Introduction:
Coronavirus disease 2019
(COVID-19) is a viral respiratory illness caused by severe acute
respiratory syndrome coronavirus 2 (SARS-CoV-2), the first case was
detected in December 2019. (1) The COVID-19 pandemic has rapidly
escalated into a global crisis. (2) The first case registered in Egypt
was in February 2020 and since that date, the numbers have been
increasing and by mid-June 2020, 47,856 cases of SARS-CoV-2 and 1766
deaths have been reported by the Ministry of Health (3).
Children are usually develops mild disease (4), a Chinese analysis of
2135 confirmed or suspected cases of COVID-19 among children revealed
that 55.4% developed mild symptoms or were asymptomatic and only 5.4%
had severe illness compared with 18.5% of adult cases. (5)
Viral infections in general are associated with increased morbidity and
mortality in immunocompromised children. (6) Data on the clinical
features and outcomes of immunocompromised children with cancer who are
infected with SARS-CoV-2 are scarce. Knowledge from previous influenza A
H1N1 pandemics suggests that those vulnerable immunosuppressed children
are likely to be infected and to develop manifestation as an increased
number of cases are described with time. (7,8)
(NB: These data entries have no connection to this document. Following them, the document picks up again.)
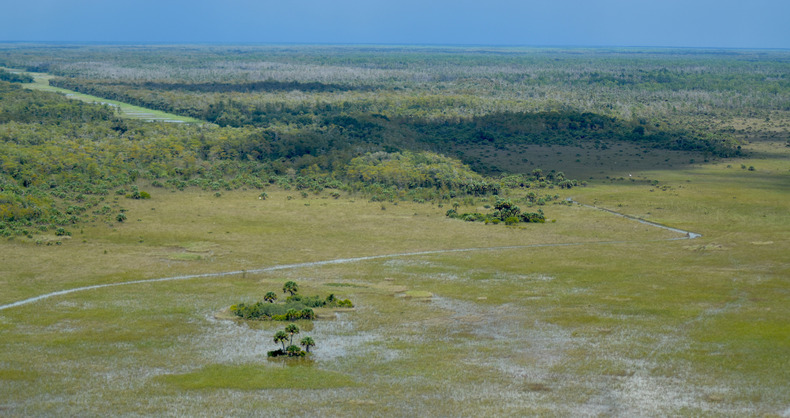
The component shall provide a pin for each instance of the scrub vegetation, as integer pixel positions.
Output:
(340, 171)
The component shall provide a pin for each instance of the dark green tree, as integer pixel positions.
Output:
(292, 329)
(280, 338)
(307, 342)
(290, 287)
(270, 297)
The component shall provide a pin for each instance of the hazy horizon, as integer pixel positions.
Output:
(759, 24)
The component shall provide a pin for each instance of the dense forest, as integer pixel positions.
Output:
(386, 122)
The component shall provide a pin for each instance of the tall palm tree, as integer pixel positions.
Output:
(307, 342)
(281, 337)
(292, 329)
(290, 287)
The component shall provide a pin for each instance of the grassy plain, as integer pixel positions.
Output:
(620, 320)
(41, 82)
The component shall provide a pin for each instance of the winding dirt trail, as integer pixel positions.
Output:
(687, 235)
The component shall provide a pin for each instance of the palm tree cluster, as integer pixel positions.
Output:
(292, 350)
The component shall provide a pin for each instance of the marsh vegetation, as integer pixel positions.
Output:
(334, 168)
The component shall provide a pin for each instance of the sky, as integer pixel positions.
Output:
(650, 23)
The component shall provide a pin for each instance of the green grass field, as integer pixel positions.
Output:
(41, 82)
(620, 319)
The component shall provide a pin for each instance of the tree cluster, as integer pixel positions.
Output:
(292, 350)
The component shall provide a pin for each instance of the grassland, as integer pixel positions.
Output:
(586, 314)
(41, 82)
(622, 322)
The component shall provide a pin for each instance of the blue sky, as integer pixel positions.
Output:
(675, 23)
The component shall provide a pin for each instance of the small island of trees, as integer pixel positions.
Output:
(294, 307)
(292, 350)
(504, 211)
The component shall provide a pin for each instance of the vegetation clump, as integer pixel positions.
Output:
(295, 306)
(292, 350)
(504, 211)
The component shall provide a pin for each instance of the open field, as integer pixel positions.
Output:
(331, 166)
(124, 109)
(644, 326)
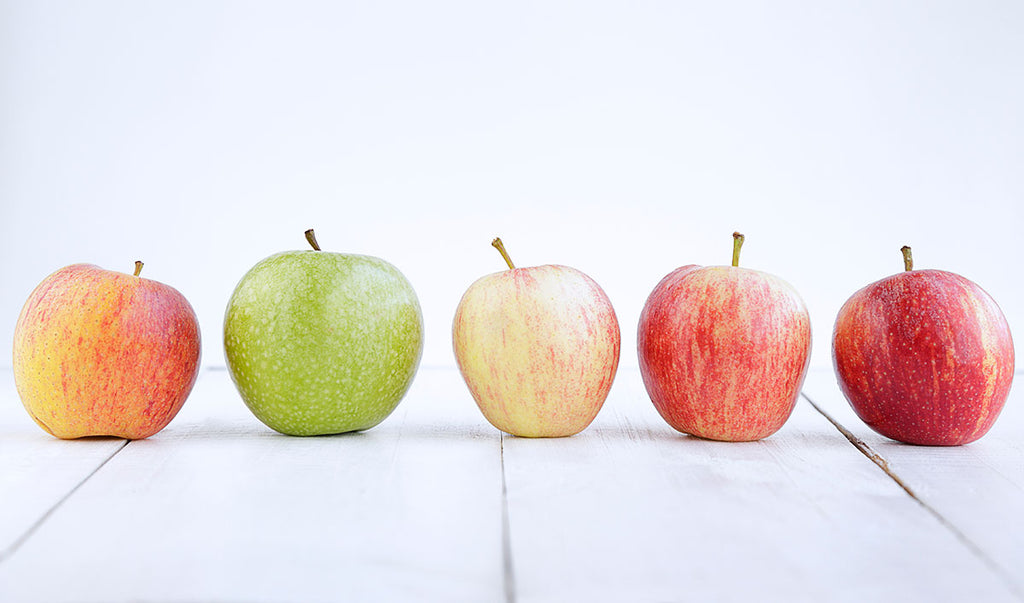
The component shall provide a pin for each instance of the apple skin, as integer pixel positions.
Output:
(724, 351)
(99, 352)
(538, 348)
(924, 357)
(321, 343)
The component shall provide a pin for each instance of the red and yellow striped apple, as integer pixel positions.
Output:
(99, 352)
(724, 350)
(538, 348)
(924, 356)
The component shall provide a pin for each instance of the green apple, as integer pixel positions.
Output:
(321, 343)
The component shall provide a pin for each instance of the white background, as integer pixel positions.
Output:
(623, 138)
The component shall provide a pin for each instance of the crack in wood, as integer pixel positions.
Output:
(7, 553)
(865, 449)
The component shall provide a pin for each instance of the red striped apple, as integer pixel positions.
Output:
(538, 348)
(724, 350)
(99, 352)
(924, 356)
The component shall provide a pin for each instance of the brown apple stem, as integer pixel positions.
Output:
(737, 242)
(311, 238)
(497, 243)
(907, 258)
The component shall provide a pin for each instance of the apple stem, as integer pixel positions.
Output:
(497, 243)
(737, 242)
(907, 258)
(311, 238)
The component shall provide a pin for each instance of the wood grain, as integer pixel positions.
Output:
(219, 508)
(977, 489)
(632, 511)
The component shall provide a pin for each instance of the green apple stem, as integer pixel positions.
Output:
(497, 243)
(907, 258)
(737, 242)
(311, 238)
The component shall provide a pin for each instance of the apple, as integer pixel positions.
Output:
(100, 352)
(924, 356)
(320, 343)
(724, 350)
(538, 348)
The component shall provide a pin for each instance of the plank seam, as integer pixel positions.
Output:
(507, 567)
(884, 465)
(6, 554)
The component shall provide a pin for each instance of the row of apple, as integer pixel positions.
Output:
(322, 343)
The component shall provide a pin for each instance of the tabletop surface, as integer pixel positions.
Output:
(436, 505)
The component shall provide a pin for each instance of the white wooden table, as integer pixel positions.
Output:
(435, 505)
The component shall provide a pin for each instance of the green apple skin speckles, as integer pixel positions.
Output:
(321, 343)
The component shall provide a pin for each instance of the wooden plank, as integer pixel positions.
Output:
(630, 510)
(219, 508)
(37, 470)
(977, 488)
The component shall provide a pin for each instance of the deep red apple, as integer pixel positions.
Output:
(724, 350)
(924, 356)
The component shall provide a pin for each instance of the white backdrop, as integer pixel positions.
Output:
(624, 138)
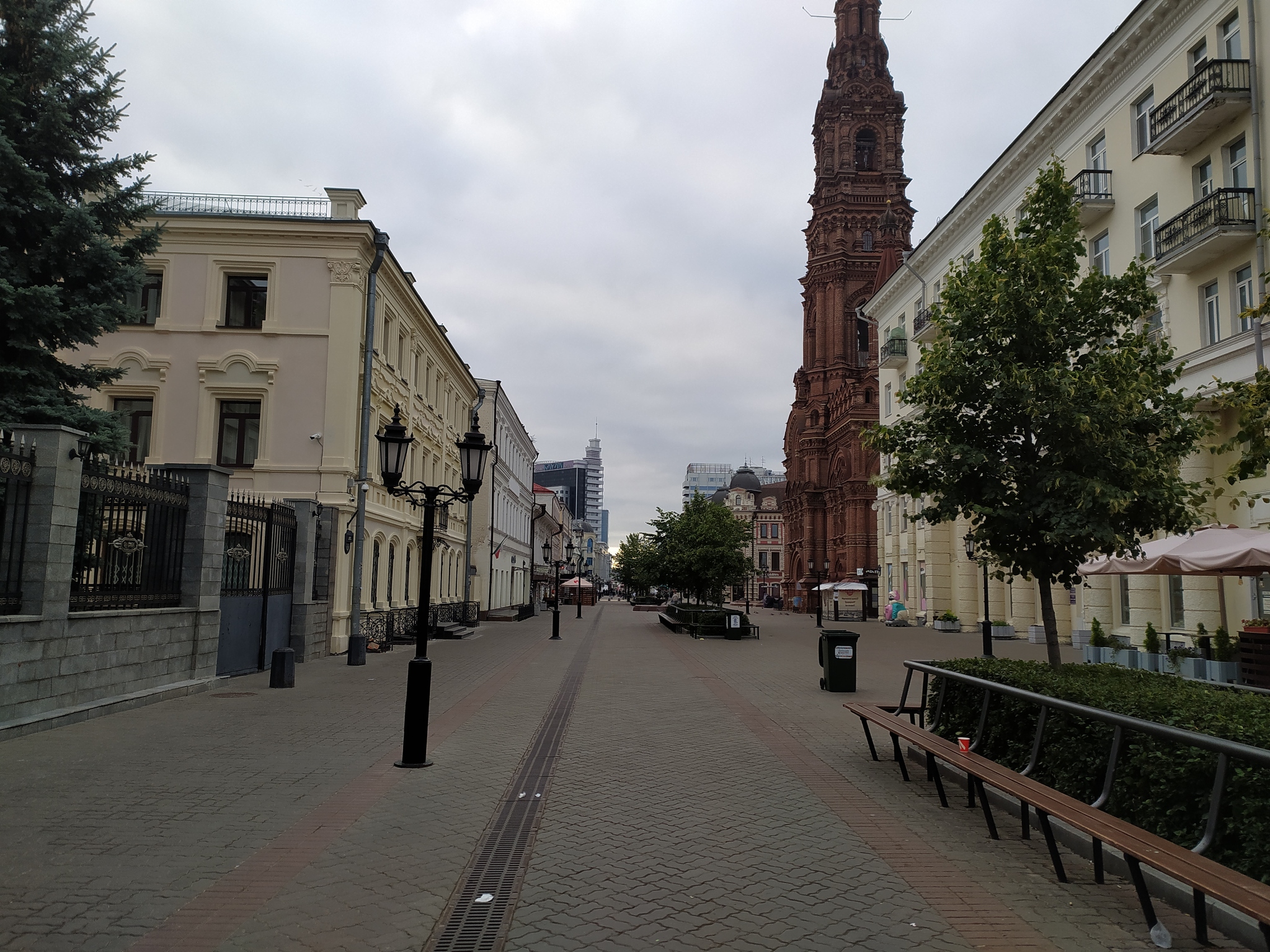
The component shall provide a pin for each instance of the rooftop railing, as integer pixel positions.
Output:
(255, 206)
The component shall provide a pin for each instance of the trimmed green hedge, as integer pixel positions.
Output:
(1158, 786)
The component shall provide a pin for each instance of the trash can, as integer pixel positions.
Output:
(838, 660)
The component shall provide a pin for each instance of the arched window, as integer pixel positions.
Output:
(866, 150)
(388, 593)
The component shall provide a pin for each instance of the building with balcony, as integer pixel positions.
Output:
(1165, 103)
(247, 352)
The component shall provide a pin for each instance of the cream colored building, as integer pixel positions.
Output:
(248, 353)
(1157, 131)
(502, 534)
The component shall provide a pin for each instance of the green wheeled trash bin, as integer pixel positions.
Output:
(838, 660)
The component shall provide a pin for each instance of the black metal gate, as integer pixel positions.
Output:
(255, 584)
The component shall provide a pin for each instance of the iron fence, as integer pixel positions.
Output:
(17, 467)
(1093, 184)
(263, 206)
(1223, 207)
(259, 546)
(1212, 77)
(130, 537)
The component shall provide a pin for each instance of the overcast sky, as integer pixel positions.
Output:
(602, 200)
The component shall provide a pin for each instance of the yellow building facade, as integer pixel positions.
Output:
(1160, 136)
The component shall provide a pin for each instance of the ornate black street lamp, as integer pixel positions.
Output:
(987, 617)
(394, 448)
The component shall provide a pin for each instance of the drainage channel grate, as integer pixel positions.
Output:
(479, 914)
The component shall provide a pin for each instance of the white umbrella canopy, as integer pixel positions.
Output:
(1210, 550)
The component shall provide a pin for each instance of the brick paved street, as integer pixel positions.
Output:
(706, 795)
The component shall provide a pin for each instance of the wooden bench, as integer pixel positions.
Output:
(1204, 876)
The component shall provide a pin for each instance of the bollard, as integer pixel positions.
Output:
(283, 672)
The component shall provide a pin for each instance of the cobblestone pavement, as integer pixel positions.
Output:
(706, 795)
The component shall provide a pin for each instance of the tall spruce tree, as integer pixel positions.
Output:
(70, 248)
(1046, 415)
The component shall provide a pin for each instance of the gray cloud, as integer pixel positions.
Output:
(602, 200)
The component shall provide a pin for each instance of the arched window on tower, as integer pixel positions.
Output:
(866, 150)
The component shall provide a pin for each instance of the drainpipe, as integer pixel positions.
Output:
(493, 467)
(356, 641)
(1259, 348)
(468, 542)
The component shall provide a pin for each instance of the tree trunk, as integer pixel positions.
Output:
(1047, 614)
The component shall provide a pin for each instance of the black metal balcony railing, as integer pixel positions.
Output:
(1223, 207)
(921, 320)
(1093, 186)
(1213, 76)
(262, 206)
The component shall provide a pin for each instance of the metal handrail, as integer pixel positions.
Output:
(1223, 206)
(1225, 749)
(1093, 184)
(1213, 76)
(263, 206)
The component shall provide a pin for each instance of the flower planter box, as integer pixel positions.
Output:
(1127, 658)
(1223, 672)
(1096, 655)
(1196, 668)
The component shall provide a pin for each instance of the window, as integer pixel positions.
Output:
(1099, 152)
(144, 302)
(1238, 157)
(1244, 295)
(239, 432)
(1198, 58)
(140, 414)
(1231, 38)
(1176, 603)
(1142, 122)
(1204, 183)
(1100, 254)
(866, 149)
(1148, 220)
(388, 592)
(1212, 311)
(244, 300)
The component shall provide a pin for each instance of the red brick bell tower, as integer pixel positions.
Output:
(860, 225)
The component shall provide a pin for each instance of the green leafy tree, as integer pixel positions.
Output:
(1046, 415)
(701, 550)
(70, 248)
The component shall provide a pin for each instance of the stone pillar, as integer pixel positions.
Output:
(203, 559)
(51, 519)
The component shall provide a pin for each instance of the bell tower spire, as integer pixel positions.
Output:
(860, 226)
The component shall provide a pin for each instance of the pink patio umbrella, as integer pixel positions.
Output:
(1210, 550)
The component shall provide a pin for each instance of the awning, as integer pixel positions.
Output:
(1210, 550)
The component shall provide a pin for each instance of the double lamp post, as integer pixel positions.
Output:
(394, 448)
Although isolation as an inpatient is common practice for children who
are receiving intensive chemotherapy or stem cell transplant, most
children with cancer are treated in the outpatient setting, and hospital
visits or intermittent hospital admission are unavoidable for
appropriate delivery of therapy. Risk of exposure to SARS-CoV-2, either
in the hospital or the community setting, has resulted in widespread
anxiety among families of children with cancer. (9)
The primary objective of this study was to measure the frequency of
SARS-COV-2 infection among hospitalized children with cancer, while the
secondary objective was to identify the associated clinical
manifestations and outcomes in those with confirmed SARS-COV2 infection.